Citi just trimmed its price target on Lucid Group (NASDAQ:LCID | LCID Price Prediction) to $14 from $17, while keeping a Buy rating. Analyst Michael Ward cited the company’s Q1 2026 miss and the withdrawal of its 2026 outlook, but argued the medium-term thesis remains intact.
For long-term investors, the price target cut reads as a sobering near-term recalibration while the Saudi-backed EV story remains intact. The question now is whether execution catches up to ambition before liquidity tightens.
| Ticker | Company | Firm | Action | Old Rating | New Rating | Old Target | New Target |
|---|---|---|---|---|---|---|---|
| LCID | Lucid Group | Citi | Price target cut | Buy | Buy | $17 | $14 |
The Analyst’s Case
Ward’s note acknowledges a rough quarter while leaning on 2027 catalysts. Citi sees inflection points as production starts at the new Saudi plant and capital spending declines, two levers that could reshape Lucid’s unit economics.
Lucid’s Q1 2026 revenue came in at $282 million on a net loss of roughly $1 billion. CFO Taoufiq Boussaid stated, “With Silvio now on board and conducting his review of the business, we are suspending our prior guidance and we will provide a full updated outlook at our Q2 earnings call.”
Company Snapshot
Lucid produces the Lucid Air and Lucid Gravity, backed by Saudi Arabia’s Public Investment Fund. Q1 production rose to 5,500 vehicles, but deliveries came in at 3,093 after a temporary Gravity stop-sale tied to a supplier quality issue.
Lucid’s gross margin sank to negative 110%. Pro forma liquidity stood at $4.7 billion, with funding runway into the second half of 2027.
Why the Move Matters Now
Lucid stock has been punished. Shares trade near $6, down 43% year to date (YTD) and 78% over the past year. Earlier in May, Morgan Stanley cut its target to $5 from $10 with an Underweight rating, framing the same Q1 results far more bearishly.
The Citi call is the moderate middle ground. Ward isn’t dismissing the operational misstep, yet the firm continues to underwrite Lucid’s Saudi production plant scheduled to start in 2027 as a structural catalyst that could lower per-unit costs.
For context, Tesla (NASDAQ:TSLA) printed Q1 2026 revenue of $22.39 billion at a 21% auto gross margin, and Rivian (NASDAQ:RIVN) beat estimates with $1.38 billion in revenue. Lucid is operating at a fraction of that scale.

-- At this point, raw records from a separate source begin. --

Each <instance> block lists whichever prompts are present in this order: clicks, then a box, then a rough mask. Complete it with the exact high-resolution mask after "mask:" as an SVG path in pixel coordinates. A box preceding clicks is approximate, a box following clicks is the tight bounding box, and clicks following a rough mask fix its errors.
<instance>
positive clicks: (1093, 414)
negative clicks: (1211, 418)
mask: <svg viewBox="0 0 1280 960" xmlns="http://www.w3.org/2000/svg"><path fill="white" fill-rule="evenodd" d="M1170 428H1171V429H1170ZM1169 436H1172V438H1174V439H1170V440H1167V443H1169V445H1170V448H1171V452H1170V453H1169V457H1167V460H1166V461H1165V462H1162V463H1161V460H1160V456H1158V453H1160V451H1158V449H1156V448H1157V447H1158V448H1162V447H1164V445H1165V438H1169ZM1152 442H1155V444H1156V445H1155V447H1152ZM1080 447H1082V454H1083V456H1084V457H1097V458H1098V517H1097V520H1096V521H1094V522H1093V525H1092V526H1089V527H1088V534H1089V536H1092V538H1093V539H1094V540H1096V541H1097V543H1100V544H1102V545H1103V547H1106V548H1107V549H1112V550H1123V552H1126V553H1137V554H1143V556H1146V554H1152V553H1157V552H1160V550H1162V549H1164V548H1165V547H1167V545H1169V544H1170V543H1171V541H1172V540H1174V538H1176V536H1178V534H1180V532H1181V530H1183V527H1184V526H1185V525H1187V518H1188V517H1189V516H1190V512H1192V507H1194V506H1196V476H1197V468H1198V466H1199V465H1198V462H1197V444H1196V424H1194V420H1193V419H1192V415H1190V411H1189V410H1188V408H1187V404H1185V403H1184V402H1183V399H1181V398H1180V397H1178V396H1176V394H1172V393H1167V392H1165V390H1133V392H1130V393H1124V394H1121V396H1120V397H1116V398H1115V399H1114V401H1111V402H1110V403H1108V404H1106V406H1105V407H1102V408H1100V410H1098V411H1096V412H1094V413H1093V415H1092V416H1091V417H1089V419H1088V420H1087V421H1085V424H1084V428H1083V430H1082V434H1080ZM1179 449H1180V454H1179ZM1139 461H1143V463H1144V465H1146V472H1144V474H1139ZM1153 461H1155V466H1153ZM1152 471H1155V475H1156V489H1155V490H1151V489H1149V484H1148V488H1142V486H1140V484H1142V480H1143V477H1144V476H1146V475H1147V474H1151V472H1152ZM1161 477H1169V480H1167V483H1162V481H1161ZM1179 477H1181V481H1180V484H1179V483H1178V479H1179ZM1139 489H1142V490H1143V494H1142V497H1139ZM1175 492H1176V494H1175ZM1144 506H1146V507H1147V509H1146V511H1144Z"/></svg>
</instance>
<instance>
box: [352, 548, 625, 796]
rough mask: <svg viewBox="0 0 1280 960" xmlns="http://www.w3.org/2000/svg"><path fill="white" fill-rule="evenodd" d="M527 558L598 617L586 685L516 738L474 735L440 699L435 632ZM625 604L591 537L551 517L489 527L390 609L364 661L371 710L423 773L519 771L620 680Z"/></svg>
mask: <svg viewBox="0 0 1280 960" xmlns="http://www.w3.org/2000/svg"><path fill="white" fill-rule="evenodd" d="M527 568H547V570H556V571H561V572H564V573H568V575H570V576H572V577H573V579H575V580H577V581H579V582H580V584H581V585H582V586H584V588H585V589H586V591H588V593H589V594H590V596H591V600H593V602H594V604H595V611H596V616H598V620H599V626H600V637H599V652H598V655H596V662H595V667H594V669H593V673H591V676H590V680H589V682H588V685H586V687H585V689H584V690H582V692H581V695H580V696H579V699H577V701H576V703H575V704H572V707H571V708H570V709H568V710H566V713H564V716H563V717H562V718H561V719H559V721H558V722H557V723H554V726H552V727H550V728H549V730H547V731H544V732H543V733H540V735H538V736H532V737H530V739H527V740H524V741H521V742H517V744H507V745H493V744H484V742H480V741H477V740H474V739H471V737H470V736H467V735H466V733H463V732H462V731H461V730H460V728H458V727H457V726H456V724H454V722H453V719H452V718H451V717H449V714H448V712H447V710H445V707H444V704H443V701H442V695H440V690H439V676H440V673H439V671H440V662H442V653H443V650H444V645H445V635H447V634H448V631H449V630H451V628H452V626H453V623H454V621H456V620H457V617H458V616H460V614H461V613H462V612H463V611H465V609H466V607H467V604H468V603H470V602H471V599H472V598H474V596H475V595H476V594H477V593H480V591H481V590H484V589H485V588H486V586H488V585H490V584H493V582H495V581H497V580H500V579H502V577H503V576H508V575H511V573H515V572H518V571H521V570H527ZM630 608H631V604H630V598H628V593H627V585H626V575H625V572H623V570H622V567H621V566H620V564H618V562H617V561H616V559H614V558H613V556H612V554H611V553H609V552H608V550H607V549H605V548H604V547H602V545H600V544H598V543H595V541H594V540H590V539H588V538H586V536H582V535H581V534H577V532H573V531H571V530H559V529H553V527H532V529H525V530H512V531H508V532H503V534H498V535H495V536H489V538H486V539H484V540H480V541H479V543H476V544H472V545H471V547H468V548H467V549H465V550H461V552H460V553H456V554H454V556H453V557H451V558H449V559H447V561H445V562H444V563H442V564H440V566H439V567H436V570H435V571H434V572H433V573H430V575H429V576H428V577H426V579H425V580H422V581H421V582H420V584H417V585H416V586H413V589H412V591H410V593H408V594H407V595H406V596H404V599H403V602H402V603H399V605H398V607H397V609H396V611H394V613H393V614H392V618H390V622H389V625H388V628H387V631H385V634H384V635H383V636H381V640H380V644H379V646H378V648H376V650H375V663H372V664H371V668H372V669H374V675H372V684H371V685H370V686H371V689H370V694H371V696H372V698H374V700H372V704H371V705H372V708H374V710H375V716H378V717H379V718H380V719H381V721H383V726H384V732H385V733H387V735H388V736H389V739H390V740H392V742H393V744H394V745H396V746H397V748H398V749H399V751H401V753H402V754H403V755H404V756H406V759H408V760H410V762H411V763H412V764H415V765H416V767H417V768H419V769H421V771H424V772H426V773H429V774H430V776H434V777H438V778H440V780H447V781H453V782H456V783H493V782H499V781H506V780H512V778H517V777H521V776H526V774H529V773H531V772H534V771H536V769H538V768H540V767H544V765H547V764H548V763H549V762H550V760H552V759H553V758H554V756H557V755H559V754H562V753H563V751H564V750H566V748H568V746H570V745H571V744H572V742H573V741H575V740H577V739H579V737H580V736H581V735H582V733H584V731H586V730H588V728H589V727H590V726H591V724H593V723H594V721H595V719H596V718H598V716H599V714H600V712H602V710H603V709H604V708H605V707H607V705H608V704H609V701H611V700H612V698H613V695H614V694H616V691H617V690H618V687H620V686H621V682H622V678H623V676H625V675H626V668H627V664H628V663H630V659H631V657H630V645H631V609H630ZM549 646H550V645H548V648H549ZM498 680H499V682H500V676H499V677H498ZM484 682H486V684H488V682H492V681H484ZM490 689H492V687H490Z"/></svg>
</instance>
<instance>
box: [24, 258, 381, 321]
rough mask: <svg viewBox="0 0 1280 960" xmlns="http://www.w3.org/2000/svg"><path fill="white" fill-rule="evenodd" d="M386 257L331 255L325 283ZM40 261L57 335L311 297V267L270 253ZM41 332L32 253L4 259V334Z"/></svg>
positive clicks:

What It Means for Your Portfolio
Lucid stock remains a high-risk, high-conviction bet. The bull case leans on the Saudi plant ramp-up. The bear case is straightforward: deeply negative margins, a suspended outlook, and a double-digit short interest signaling skepticism.
Prudent LCID investors should weigh Citi’s measured Buy against Morgan Stanley’s Underweight stance and recognize that both views can be partially correct. Position sizing matters here, and any exposure could be sized to survive continued volatility through 2026.
Keep an eye on the Q2 2026 earnings call, when incoming Lucid Group CEO Silvio Napoli is expected to reframe the strategic plan and reissue guidance. That’s the next real test of whether the Saudi-backed EV maker can turn execution risk into the 2027 inflection Citi is underwriting.